A note in pants and phone in drugstore: How Israel stopped a Hamas attack

According to the agency the activity that was discovered was “different from Hamas’ efforts in recent years, both in terms of its scope and in its potential danger.”

Hamas militants (photo credit: REUTERS)
Hamas militants
(photo credit: REUTERS)
The Shin Bet (Israel Security Agency) announced on Thursday that it foiled an attempt by Hamas to establish a cell in the West Bank to carry out terrorist attacks.
According to the agency, the activity that was discovered was “different from Hamas’s efforts in recent years, both in terms of its scope and in its potential danger.”
The investigation found that the cell was directed by senior Hamas figures in the Gaza Strip who pressured the cell members – who had been trained in preparing explosive devices and instructed to target civilians – to carry out the attacks “as soon as possible in order to bring about an escalation in the Gaza Strip and West Bank at the same time.”
The cell was uncovered following the arrest of 25-year-old Owes Rajoub, a resident of the city of Dura 11 km. southwest of Hebron on August 23, after he shared his plans to carry out attacks with a number of his friends and family members.
His interrogation revealed that he had been recruited by an activist from the Gaza Strip who had approached him shortly after Ramadan. He suggested that Rajoub join Hamas’s military wing, and that he would send him material on manufacturing explosive devices which could be remotely detonated.
He was then instructed by his handler on August 11 to go to a drug store in Ramallah to collect a mobile phone to serve as their main way of communicating. A few days later he was instructed to meet with an operative in the Bethlehem area to get a password and additional information for using the phone he had been given earlier.
He was then instructed to meet an elderly Gazan woman who had come into Israel for medical treatment. According to the Shin Bet, the woman gave Rajoub a pair of pants in which his handlers had secreted instructions. He began to receive training on preparing explosive devices via video clips sent to him by his handlers, as well as by video conversations with a bomb expert.
Rajoub then recruited two other Hamas operatives from the village of Beit Khalil Betir to help him manufacture the bombs. He had been instructed to complete them by the end of September, and carry out the attack inside the Green Line at a shopping mall, hotel, train or bus by early October.

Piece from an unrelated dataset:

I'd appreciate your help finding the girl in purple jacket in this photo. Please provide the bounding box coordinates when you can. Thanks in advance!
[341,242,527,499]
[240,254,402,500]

“The activists in the West Bank were instructed to prepare explosive devices using advanced explosives which have not been used in the West Bank so far,” read the Shin Bet statement.

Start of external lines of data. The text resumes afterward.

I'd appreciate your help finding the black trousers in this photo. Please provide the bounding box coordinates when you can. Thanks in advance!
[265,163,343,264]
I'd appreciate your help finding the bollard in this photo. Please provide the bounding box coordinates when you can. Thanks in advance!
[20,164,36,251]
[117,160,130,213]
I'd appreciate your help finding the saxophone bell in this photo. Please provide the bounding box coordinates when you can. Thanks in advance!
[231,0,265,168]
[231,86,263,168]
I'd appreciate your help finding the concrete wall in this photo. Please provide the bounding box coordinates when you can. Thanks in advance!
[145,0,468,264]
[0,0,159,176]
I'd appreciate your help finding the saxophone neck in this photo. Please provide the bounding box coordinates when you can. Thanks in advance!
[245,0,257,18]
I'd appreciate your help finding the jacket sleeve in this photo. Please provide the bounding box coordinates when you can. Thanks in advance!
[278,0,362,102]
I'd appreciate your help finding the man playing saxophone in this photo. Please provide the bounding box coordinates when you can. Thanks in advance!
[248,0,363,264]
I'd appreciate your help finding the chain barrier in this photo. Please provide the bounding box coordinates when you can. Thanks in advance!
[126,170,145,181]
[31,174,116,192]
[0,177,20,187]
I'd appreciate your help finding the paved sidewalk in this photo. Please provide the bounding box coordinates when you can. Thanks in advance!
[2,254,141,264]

According to the agency, Hamas “cynically” used Gaza residents with permits to enter Israel for humanitarian reasons to carry messages between operatives.
“Hamas cynically used Gazans who were authorized to enter hospitals in Israel for life-saving treatment, as well as Gazans who were asked to send messages to recruits in Judea and Samaria,” read the statement, adding that “this is not the first time Hamas has exploited the humanitarian medium to carry out military operations in the West Bank.”